Modern view of Butchart Gardens (centre), Tod Inlet, and Gowlland-Tod Inlet Provincial Park. Photo courtesy Pacific Yachting

As a spiritually significant place, sacred to the Indigenous peoples, the inlet is also inevitably part of continuing settler-Indigenous politics and treaty politics. As the former site of an industrial community where men, many with their families, lived, worked, and died, the inlet provides an important case study of early relationships between settler and Asian populations in BC. Finally, as the site of Jenny Butchart’s successful dream of turning an old quarry into a world-class estate, Tod Inlet witnessed the positive recovery of an area subject to decades’ worth of harmful toxic pollution.

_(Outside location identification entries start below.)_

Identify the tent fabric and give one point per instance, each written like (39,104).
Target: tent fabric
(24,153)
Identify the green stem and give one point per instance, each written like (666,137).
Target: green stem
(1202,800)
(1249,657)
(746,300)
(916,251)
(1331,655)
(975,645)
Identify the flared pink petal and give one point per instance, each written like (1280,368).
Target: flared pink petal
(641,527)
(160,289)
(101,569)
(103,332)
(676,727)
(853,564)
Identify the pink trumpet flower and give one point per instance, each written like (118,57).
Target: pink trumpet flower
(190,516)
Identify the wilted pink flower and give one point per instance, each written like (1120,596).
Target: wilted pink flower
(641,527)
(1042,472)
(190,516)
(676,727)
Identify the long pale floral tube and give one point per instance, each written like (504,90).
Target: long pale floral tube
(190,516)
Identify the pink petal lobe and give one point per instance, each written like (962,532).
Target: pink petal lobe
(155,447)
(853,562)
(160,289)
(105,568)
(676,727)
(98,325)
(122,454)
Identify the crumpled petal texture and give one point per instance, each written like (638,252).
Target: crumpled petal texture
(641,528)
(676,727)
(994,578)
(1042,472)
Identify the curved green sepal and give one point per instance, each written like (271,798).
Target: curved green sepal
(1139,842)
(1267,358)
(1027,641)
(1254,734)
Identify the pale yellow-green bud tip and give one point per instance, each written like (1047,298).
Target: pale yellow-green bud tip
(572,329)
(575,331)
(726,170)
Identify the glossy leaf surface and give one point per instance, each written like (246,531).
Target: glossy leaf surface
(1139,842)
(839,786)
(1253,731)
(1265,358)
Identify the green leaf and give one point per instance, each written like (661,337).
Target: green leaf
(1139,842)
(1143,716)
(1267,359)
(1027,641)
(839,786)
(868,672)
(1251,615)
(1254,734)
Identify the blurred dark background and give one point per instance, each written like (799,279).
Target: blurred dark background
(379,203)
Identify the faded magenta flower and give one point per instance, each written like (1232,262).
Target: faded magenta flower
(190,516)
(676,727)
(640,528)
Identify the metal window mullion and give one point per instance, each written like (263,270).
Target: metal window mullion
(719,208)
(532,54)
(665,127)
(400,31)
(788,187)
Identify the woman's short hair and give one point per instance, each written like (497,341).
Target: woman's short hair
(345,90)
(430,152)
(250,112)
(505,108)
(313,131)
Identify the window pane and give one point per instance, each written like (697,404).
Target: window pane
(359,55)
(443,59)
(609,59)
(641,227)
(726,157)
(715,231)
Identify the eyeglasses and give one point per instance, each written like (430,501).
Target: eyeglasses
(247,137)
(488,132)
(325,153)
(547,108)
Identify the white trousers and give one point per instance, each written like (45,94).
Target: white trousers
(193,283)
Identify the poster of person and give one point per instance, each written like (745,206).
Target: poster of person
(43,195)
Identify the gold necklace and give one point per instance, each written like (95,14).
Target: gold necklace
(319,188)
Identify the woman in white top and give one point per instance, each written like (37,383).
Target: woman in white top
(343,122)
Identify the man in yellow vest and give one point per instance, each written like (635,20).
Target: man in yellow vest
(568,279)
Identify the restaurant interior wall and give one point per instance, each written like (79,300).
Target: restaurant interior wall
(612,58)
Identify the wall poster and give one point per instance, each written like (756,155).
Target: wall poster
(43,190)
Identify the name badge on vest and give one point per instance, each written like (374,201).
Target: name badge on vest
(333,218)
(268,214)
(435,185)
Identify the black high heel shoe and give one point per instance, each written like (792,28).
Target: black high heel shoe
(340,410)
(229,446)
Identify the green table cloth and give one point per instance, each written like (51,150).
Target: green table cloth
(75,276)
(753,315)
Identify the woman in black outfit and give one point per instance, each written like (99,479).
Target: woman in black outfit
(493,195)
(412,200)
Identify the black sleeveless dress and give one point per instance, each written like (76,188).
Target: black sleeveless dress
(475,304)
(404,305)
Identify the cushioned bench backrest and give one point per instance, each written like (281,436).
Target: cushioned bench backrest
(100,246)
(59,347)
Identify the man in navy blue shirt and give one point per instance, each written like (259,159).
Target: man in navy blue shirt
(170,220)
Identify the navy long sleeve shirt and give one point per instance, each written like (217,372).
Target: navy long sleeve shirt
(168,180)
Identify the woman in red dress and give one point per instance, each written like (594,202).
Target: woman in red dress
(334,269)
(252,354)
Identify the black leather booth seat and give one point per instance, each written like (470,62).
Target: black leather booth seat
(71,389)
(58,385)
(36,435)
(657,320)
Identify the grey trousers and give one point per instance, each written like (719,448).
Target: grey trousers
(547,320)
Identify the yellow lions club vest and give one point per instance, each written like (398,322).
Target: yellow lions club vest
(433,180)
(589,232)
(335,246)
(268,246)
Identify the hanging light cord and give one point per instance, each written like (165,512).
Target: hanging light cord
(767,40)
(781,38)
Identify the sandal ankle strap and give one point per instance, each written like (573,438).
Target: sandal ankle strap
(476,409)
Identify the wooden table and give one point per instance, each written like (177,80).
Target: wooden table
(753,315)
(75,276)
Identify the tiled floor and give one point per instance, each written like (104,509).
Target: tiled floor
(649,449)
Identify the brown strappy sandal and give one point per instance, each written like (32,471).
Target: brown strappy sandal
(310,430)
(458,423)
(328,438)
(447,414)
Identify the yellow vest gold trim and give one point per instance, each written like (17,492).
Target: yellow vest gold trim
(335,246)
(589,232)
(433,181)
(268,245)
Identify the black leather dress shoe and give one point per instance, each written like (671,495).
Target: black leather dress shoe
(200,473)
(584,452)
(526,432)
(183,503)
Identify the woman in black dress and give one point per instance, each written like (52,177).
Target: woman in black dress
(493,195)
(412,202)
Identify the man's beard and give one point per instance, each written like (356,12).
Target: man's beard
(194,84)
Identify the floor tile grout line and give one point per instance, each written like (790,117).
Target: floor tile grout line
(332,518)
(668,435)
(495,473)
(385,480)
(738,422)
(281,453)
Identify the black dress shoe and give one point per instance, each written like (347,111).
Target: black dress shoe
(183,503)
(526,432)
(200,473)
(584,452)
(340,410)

Indeed, Deep and Sheltered Waters reveals Tod Inlet as an ecological success story as well as a detailed study of the rise and fall of a working community.


Matthew Downey

Matthew Vernon Downey graduated in 2021 with an honours BA in History and Political Science from the University of Victoria. He will start graduate work at the London School of Economics in the fall of 2021. Editor’s note: Matthew Downey has also reviewed books by Grant Evans, Terry Reksten, and Ken Mather for The Ormsby Review.